= Simon Nowell-Smith =

English book collector

Simon Harcourt Nowell-Smith (January 5, 1909 - March 28, 1996) was a British writer, collector and librarian.

==Education==
Nowell-Smith graduated from Sherborne School in 1928 where he edited The Shirburnian and New College, University of Oxford in 1932.

==Career==
He served on the editorial staff of The Times from 1932 to 1944 and was assistant editor, Times Literary Supplement, 1937 to 1939.

During World War II Nowell-Smith served in the Naval Intelligence Unit.

He was Secretary and Librarian at the London Library from 1950 to 1956 and Secretary of the Hospital Library Services Survey 1958–1959.

He was President of the Bibliographical Society 1962–1964.

In 1965–1966 he was the Lyell Lecturer in Bibliography at the University of Oxford where he spoke on "International Copyright Law and the Publisher in the Reign of Queen Victoria."

He was a trustee of Dove Cottage from 1974 to 1982.

==Book collecting==
Nowell-Smith assembled collections of Henry James (now at McMaster University) and Robert Bridges (now at the University of South Carolina). The focus of the ‘Ewelme Collection’, named after the Oxford village where he lived, was 19th- and early 20th-century poetry.

Nowell-Smith was elected to the Roxburghe Club in 1979.

A bibliographic essay in The Book Collector in 1989 described and documented Nowell-Smith's collecting and his writing, including pseudegrapha as "Michael Trevanian of Erewhon."

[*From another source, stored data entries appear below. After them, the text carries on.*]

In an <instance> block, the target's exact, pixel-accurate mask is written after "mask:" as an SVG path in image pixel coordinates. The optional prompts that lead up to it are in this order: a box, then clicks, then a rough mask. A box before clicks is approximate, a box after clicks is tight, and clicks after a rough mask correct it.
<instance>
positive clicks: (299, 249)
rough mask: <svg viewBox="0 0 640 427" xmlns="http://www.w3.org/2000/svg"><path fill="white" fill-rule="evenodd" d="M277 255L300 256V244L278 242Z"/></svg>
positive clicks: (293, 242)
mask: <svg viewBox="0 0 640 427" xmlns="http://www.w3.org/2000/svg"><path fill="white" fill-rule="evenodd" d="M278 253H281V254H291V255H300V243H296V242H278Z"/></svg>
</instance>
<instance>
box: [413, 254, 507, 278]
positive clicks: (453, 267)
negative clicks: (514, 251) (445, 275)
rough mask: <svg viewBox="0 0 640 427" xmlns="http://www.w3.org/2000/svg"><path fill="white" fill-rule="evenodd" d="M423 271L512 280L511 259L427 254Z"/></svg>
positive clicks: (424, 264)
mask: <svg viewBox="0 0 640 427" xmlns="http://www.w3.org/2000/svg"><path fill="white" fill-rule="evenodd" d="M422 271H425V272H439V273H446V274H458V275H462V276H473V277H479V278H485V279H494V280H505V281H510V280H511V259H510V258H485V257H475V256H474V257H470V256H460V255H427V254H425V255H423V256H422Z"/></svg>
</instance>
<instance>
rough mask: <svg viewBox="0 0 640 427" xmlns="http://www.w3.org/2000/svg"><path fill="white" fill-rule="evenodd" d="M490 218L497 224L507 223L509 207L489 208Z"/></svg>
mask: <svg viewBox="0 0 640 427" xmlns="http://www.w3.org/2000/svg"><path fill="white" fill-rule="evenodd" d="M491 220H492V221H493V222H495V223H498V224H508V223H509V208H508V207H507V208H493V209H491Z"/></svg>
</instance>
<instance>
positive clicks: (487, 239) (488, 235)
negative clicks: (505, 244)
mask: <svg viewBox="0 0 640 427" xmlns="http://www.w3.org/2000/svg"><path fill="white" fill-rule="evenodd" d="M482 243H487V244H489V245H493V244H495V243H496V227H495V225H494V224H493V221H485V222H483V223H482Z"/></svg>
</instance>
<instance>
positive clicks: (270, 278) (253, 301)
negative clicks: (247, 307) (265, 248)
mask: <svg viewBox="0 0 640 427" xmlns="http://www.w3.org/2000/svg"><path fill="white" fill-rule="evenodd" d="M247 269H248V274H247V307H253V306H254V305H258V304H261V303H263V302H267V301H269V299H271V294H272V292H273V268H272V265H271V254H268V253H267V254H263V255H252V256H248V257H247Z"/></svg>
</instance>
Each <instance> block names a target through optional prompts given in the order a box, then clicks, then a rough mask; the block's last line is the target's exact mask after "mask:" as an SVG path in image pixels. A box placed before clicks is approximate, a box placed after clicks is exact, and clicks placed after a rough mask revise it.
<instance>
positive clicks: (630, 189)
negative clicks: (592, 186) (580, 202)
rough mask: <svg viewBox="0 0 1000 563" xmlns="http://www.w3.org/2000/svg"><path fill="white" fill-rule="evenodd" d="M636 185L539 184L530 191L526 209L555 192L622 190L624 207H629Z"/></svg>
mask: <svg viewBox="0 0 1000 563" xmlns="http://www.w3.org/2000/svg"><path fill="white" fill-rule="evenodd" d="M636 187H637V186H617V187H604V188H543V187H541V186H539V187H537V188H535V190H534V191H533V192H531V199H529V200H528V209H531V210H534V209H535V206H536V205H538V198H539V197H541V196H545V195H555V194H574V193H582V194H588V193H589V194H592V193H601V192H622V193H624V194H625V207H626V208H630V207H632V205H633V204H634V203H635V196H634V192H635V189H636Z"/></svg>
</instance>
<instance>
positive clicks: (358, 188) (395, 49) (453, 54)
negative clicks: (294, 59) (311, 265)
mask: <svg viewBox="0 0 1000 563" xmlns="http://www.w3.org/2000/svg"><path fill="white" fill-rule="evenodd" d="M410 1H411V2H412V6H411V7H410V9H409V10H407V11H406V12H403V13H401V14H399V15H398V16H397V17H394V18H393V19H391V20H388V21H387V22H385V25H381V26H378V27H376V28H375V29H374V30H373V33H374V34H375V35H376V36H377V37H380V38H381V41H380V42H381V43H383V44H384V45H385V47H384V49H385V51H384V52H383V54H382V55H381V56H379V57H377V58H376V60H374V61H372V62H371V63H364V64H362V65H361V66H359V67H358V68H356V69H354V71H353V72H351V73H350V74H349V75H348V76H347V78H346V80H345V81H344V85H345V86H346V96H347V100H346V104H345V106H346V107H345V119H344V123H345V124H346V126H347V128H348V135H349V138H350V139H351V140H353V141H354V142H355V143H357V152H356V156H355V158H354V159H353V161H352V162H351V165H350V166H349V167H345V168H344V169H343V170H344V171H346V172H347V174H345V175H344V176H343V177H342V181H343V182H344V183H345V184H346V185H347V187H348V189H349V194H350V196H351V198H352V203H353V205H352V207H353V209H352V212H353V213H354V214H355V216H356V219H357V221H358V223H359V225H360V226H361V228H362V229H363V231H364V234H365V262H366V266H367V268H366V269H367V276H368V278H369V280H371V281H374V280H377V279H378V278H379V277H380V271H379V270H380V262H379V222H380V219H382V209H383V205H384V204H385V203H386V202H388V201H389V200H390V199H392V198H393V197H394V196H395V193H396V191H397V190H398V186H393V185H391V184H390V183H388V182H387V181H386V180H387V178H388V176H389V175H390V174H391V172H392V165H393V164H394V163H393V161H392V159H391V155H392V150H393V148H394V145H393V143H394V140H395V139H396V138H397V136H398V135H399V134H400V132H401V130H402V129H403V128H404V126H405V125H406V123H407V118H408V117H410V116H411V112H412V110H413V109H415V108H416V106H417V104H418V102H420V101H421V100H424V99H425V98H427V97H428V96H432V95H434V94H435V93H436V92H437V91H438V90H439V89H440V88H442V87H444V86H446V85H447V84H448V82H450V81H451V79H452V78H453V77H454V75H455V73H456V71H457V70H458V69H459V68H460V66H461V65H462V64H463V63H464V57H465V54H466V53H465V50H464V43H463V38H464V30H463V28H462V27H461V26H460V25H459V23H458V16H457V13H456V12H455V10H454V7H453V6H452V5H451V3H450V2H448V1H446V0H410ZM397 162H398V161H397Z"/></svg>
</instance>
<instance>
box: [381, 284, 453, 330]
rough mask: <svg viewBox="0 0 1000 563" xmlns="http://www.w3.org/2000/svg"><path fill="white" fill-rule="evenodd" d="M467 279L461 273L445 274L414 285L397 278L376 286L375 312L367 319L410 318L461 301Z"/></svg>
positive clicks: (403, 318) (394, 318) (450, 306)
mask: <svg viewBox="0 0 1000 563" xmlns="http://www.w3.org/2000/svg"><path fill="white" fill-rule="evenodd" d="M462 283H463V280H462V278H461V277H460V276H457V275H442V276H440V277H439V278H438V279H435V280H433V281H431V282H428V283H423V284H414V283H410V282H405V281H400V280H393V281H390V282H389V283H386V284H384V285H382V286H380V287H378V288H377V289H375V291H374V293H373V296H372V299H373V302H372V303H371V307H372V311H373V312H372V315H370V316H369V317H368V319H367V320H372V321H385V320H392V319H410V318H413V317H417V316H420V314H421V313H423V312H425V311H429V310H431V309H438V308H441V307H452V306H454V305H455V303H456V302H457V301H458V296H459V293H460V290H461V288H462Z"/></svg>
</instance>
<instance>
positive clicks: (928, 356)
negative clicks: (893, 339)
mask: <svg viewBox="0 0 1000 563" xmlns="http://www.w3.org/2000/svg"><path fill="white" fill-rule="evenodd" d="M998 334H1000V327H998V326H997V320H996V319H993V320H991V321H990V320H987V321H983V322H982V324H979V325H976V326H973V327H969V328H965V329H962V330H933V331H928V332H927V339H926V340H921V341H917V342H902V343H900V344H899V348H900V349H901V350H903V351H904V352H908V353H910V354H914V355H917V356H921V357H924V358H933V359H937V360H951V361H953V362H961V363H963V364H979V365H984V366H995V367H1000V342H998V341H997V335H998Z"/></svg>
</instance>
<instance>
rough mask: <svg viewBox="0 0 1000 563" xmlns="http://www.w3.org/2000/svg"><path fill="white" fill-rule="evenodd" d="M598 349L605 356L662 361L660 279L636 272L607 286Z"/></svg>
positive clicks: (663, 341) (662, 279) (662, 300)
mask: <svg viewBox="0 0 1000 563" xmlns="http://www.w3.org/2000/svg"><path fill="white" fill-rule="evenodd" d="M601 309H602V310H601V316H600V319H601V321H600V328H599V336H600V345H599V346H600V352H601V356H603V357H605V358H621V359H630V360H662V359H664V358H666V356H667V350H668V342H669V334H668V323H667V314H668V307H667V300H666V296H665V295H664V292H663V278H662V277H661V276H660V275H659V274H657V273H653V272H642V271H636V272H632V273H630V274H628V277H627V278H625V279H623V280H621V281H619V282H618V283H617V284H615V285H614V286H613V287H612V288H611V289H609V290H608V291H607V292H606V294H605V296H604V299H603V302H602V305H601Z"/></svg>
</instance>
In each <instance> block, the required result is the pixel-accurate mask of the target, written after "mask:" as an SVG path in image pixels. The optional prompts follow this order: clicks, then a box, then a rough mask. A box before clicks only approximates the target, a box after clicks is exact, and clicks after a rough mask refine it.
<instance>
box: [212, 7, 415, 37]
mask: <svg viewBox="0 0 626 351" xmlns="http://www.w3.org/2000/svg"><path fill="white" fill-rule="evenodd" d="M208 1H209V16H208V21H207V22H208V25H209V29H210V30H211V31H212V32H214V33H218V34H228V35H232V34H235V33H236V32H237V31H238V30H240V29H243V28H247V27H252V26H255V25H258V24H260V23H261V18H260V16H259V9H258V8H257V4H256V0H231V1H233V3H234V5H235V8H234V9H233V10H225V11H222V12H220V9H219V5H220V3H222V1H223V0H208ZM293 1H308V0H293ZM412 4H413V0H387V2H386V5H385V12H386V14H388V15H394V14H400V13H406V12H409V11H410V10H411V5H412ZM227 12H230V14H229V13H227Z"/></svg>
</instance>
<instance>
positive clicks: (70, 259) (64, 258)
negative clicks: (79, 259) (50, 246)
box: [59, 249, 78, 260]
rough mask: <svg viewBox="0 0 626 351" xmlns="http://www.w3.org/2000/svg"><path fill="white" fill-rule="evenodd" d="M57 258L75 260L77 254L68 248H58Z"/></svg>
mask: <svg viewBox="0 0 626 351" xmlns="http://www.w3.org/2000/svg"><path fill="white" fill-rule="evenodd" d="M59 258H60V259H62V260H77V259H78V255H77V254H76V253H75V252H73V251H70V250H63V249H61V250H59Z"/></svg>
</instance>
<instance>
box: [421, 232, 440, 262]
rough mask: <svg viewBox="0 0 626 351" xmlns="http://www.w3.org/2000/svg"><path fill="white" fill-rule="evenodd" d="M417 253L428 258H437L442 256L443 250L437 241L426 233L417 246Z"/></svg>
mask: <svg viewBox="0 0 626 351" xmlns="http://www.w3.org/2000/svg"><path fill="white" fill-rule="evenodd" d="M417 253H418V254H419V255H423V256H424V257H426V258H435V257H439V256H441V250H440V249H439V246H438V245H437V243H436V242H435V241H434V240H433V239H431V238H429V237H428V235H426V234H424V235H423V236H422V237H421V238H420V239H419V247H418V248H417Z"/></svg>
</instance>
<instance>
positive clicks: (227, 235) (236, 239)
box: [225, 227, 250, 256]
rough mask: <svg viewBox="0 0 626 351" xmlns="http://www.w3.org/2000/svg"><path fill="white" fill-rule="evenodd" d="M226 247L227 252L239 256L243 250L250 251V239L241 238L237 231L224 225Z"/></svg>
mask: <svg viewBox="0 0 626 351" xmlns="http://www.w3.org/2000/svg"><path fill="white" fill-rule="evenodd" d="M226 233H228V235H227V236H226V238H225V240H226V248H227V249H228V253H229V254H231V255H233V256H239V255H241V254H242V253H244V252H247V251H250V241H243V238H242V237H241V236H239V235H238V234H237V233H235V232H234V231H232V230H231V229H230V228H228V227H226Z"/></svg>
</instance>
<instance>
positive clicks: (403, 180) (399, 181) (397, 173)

== Selected publications==
- Nowell-Smith, Simon, and Robert Browning. (1971). Poetry and Prose: Selected by S. Nowell-Smith. Oxford University Press.
- Nowell-Smith, Simon. (1969). T.J. Wise as Bibliographer. London: Bibliographical Society.
- Nowell-Smith, Simon. University of Oxford. (1968). International Copyright Law and the Publisher in the Reign of Queen Victoria. Oxford: Clarendon Press.
- Nowell-Smith, Simon. (1967). Letters to Macmillan, Selected and Ed. by Simon Nowell-Smith: London, Melbourne, Toronto: Macmillan: New. York: St. Martin.
- Nowell-Smith, Simon. (1964). Edwardian England: 1901-1914. London: Oxford University Press.
- Munford, William Arthur, Simon Nowell-Smith, Cecil Bernard Oldman, and University College, London School of Librarianship and Archives. (1958). English Libraries, 1800-1850; Three Lectures Delivered at University College, London. London: Lewis.
- Nowell-Smith, Simon. (1958). The House of Cassell, 1848-1958. London: Cassell & Company.
- Nowell-Smith, Simon. (1947). The Legend of the Master, Henry James. Oxford Oxfordshire: Oxford University Press.
- Nowell-Smith, Simon. 1933. In Defence of Thackeray. London: Constable.